A direct fibre link between its Shoreditch and Hampstead facilities enabled the movement of media between the picture and audio teams as well as remote client review of work-in-progress.
Sound was shot on set using Deva multichannel hard disk recorders and while in post track-lay, Foley and sound design were created by Paul Langwade and Anna Sculley.
Langwade used some original archive recordings of studio audiences from his days at Thames Television to provide an authentic “period” sound to the numerous studio scenes in each drama.
The ADR, dialogue edit, with pre-mixes and final mixes were carried out by Pip Norton.

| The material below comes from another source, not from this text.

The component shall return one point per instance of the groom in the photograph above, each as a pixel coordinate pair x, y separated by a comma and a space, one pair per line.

Audio case study: War Oratorio
Aquarium Studios carried out the audio for More 4's War Oratario, which traces a day in the life of three people caught up in the horror of modern war. A collaboration between director James Kent, poet Michael Symmons Roberts and classical composer Dominic Muldowney, the 90-minute piece questions how we perceive our world at war and explores how music can shape our reaction to conflict.
The documentary location soundtrack relied upon Paul Paragon's recording skills, which were put to the test in sometimes dangerous conditions in Uganda, Afghanistan and Kashmir.
Muldowney composed an original score, while Michael Symmons Roberts wrote the libretto with the words taken from interviews with subjects in the war zones.
To complete Kent's vision, the challenge for dubbing mixer Ben Baird was to achieve a balance between the documentary, orchestral and choral elements. He approached the sound design with a view to reflecting the composition while respecting the scenes of grief and torment. The mix was completed at Aquarium Studios.